IV. Data Preprocessing

In the data preprocessing part, we want to make our data set into a desired form and more usable. Most of this part's works are finished by using nltk packages.

First of all, we lowercase all the texts because it is case sensitive. Lowercasing can help us maintain the consistency flow when doing NLP. Since there might exists more than one sentences in a tweets, we need to tokenize the tweets texts into sentence first. Then, we may continue to tokenizing the sentences into words, which is the most common tokens. The tokenization step is helpful in understanding the texts and developing the models for NLP.

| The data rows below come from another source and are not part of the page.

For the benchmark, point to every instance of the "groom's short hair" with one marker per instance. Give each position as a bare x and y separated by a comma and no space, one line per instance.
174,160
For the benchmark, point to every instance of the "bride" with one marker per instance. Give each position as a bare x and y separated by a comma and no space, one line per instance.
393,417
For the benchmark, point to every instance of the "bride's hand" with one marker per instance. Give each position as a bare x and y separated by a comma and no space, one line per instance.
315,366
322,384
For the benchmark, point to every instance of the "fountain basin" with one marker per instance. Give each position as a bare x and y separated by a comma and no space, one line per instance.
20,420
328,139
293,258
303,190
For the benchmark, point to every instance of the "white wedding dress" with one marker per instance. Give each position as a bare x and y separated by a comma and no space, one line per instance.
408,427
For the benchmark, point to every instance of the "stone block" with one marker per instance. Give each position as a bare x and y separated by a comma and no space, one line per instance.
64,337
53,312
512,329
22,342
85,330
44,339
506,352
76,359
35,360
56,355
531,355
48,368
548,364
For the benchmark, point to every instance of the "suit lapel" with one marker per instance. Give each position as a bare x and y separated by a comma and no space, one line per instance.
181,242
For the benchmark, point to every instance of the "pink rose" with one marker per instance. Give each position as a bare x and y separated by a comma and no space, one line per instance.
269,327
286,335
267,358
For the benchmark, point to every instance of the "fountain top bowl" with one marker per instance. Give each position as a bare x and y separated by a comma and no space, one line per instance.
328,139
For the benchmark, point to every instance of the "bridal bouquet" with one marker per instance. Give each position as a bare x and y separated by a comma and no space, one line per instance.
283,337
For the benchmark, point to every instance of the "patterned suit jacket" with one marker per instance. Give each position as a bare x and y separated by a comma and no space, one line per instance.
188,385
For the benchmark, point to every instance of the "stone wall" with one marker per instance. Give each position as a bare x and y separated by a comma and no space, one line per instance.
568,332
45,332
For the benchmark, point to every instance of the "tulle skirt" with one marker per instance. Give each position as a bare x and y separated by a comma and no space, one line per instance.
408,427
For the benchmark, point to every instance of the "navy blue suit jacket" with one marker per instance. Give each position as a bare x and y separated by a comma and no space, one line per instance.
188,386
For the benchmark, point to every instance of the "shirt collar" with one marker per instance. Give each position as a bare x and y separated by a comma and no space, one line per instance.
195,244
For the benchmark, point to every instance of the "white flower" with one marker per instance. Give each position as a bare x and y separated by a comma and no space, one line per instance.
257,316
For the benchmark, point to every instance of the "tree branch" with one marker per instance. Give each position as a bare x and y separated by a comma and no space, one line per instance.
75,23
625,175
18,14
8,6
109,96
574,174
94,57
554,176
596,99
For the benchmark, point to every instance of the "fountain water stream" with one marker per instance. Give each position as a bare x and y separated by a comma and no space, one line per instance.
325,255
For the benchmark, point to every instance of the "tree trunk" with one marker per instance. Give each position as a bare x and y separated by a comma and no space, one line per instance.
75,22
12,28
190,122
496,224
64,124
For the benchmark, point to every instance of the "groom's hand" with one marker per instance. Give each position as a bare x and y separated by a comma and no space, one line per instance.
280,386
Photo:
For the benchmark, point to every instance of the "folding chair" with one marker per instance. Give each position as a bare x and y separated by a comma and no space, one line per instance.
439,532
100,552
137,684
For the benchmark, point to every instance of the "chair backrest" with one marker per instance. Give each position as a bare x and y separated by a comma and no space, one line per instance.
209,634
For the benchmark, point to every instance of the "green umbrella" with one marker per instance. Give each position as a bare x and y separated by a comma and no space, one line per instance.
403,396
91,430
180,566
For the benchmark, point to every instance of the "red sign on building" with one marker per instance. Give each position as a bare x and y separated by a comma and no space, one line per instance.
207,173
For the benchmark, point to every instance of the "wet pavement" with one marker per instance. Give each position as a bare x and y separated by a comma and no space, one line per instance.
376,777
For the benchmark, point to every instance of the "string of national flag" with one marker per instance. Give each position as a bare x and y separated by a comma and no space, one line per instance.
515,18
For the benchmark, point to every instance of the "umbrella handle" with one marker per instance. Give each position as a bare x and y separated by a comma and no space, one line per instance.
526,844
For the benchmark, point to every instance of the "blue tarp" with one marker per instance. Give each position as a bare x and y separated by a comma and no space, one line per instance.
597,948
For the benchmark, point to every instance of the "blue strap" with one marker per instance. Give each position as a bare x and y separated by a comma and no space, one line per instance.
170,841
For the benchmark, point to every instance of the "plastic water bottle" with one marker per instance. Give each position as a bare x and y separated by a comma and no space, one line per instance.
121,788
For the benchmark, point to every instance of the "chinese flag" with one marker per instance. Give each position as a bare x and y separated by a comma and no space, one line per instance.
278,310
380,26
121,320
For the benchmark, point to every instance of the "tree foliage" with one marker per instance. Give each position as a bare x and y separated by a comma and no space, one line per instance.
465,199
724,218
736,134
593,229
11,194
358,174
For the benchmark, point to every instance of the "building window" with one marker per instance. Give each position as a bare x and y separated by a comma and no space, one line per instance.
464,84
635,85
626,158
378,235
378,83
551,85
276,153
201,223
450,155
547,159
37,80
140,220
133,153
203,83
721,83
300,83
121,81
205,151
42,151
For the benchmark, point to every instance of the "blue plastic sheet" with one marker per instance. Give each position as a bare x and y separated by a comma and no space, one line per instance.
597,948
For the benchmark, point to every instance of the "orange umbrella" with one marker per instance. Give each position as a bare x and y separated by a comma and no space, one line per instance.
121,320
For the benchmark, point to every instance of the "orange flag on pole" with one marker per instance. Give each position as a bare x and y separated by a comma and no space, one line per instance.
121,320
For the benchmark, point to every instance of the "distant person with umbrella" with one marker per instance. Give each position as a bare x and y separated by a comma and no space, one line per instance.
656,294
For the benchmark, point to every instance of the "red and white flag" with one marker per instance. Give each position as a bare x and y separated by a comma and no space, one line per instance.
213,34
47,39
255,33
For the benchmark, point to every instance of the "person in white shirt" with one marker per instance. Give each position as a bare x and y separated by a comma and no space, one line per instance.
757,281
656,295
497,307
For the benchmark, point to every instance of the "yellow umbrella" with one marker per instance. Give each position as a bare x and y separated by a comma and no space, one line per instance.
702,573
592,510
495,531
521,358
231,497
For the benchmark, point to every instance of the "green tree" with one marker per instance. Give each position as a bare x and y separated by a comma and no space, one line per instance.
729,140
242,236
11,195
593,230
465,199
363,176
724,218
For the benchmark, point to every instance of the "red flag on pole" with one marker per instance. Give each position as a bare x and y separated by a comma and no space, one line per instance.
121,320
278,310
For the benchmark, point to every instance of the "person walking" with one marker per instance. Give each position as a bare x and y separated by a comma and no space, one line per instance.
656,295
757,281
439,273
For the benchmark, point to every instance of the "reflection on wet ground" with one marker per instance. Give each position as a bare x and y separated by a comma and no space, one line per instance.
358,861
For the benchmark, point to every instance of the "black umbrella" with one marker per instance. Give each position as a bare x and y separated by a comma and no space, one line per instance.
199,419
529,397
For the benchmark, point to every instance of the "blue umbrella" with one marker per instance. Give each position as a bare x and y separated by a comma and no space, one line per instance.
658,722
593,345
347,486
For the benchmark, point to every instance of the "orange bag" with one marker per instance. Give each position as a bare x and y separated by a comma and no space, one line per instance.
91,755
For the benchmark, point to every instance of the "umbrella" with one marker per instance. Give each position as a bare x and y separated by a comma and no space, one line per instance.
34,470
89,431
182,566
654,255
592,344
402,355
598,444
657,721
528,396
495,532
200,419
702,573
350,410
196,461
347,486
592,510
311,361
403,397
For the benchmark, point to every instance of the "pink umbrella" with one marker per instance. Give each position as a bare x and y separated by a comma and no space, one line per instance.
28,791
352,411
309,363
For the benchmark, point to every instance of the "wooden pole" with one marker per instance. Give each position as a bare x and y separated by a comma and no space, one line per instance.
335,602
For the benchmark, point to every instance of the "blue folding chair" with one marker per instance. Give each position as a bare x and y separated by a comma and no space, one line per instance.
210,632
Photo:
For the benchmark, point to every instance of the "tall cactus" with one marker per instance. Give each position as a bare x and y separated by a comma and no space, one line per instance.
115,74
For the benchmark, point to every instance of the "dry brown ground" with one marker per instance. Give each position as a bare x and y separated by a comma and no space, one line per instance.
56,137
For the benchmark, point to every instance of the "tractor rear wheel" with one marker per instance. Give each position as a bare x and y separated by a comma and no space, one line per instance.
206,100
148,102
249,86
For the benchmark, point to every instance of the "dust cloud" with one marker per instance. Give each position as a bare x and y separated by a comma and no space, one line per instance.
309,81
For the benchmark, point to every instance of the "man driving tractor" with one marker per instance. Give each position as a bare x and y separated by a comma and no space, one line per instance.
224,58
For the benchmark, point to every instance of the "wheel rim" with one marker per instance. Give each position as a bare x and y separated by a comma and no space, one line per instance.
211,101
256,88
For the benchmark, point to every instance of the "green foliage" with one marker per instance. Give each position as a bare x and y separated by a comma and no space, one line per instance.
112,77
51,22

After tokenization, we will do the stemming-lemmatization-stopword removal step. This step is very import in helping us removing the noise in the data set. Stemming is the process of reducing a word to its word stem by removing its affixes to suffixes and prefixes. Lemmatization has the similar function like stemming. These two actions are closely related. However, stemming may sometimes return us a non-actual word, while lemmatization can always return us an actural word with same meaning. For example, the word "better" has "good" as its lemma but it will be missed by stemming. The stopword removal step can be useful in removing the words occur commonly in the texts but without any significant or useful meanings.

Import Necessary Packages & Reading Data sets

Lower case
Sentences tokenization
Words tokenization
Stemming - lemma - stopword

After all the data preprocessing steps above, we may get a list of comparably cleaning word tokens.